I matched the smith’s scrutiny. Gerald Powell was tall and long in the face, with beady, dark eyes. His beard was just starting to go gray, though otherwise his hair was all a mousy brown. He had the build of a blacksmith going south. This wasn’t a man who still swung a hammer for hours every day.
“You must be Conrad's niece, the merchant girl.” His voice was reedy and nasal .
My finger rubbed over the ring once more, but I didn’t need the reminder. I was all too ready to paint this man as the villain in whatever the story of Alan’s life was. Instead, I needed to caution myself not to leap to conclusions.
I nodded and looked at his feet rather than give into the urge to glare. I modulated my voice, trying to sound as meek as possible. “I am, sir.”
“What do you want?”
I pulled out my knife, angling it so he could clearly see the broken tip. “I need a new belt knife, Smith Powell.”
“Alan!”
I winced at the shrill shout. Out in the forge, the muffled sounds of hammer on metal stopped. A few heartbeats later, Alan poked his head through the side door.
He spotted me and... well, I wasn’t sure what his reaction was, because he froze it before it happened. There had been the slightest widening of the eyes. Then... nothing.
“The girl wants a new belt knife,” Powell told his stepson. “When can I fit her in my schedule?”
Alan stepped fully into the shop. “Let me see what she needs.”
He came closer, his eyes fixed on the knife in my hands until he had crossed far enough into the shop that Powell wouldn’t see that his gaze had shifted. The look he gave me was full of mistrust.
Suddenly, I didn’t know what I was doing here. What had I hoped to learn?
Alan gestured at the knife, but I didn’t hold it out toward him. Maybe I didn’t need to learn anything here. But I needed to talk to Alan. And apologize to him. But not with his stepfather watching. I stepped closer, until I could feel the heat of his body and smell the smoke of the fire. When I was certain his shoulders blocked my face from Powell’s view, I mouthed the words, “Stream. Tonight.”
His head jerked as he took the knife from me and stepped back as if I had burned him. I wanted to ask what the motion meant. Was it a nod? A denial? Was it even an answer at all ?
But I could see Powell once more, and the narrow-eyed look he gave me and then his stepson sent a shiver down my spine. Oh, yes, whatever was going on here, he was the villain.

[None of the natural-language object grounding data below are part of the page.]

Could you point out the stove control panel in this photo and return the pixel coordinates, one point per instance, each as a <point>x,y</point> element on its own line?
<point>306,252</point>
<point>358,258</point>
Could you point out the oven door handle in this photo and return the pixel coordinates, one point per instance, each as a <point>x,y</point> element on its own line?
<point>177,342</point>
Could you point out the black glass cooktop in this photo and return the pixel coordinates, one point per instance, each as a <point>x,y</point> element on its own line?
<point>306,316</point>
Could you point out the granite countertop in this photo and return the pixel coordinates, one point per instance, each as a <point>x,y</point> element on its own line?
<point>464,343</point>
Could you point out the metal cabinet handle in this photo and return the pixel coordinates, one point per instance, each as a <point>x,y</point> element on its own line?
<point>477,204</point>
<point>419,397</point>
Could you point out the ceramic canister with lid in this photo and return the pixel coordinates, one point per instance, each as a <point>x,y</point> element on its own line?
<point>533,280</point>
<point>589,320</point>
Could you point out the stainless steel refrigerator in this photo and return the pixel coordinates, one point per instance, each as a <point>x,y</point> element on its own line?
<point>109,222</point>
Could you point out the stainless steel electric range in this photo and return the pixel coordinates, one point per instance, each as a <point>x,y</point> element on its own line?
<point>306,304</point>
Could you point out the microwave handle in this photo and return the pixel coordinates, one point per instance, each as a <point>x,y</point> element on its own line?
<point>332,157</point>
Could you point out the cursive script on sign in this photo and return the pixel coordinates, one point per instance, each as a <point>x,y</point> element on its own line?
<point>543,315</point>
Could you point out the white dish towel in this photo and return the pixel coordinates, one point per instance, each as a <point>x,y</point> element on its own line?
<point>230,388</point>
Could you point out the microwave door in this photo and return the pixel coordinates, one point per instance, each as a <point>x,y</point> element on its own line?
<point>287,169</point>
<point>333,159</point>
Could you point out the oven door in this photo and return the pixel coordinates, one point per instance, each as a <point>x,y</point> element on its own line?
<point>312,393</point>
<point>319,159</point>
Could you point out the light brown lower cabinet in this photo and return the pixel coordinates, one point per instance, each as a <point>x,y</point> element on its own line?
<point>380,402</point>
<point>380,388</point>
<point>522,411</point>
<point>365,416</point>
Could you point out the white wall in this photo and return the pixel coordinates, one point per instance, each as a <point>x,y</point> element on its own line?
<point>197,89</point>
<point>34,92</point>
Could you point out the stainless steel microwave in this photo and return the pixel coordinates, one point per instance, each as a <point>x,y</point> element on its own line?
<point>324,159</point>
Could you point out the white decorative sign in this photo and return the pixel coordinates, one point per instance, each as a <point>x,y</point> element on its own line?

Alan held up the knife, inspecting it. Then he handed it back to me and turned to Powell. “It will be done in four days.”
Powell scowled, but said nothing. Alan walked back to the forge without another word or glance in my direction.
When the door shut, the smith crossed his arms. “It’ll be eight coppers.”
Nearly a half silver. An outrageous price for a simple belt knife, but I didn’t haggle. I could afford it. Better if the smith underestimated me. Let him see nothing more than a naive girl with no money sense. If he thought he was taking advantage of my purse, then maybe he wouldn’t notice that I wasn’t overlooking how he used Alan.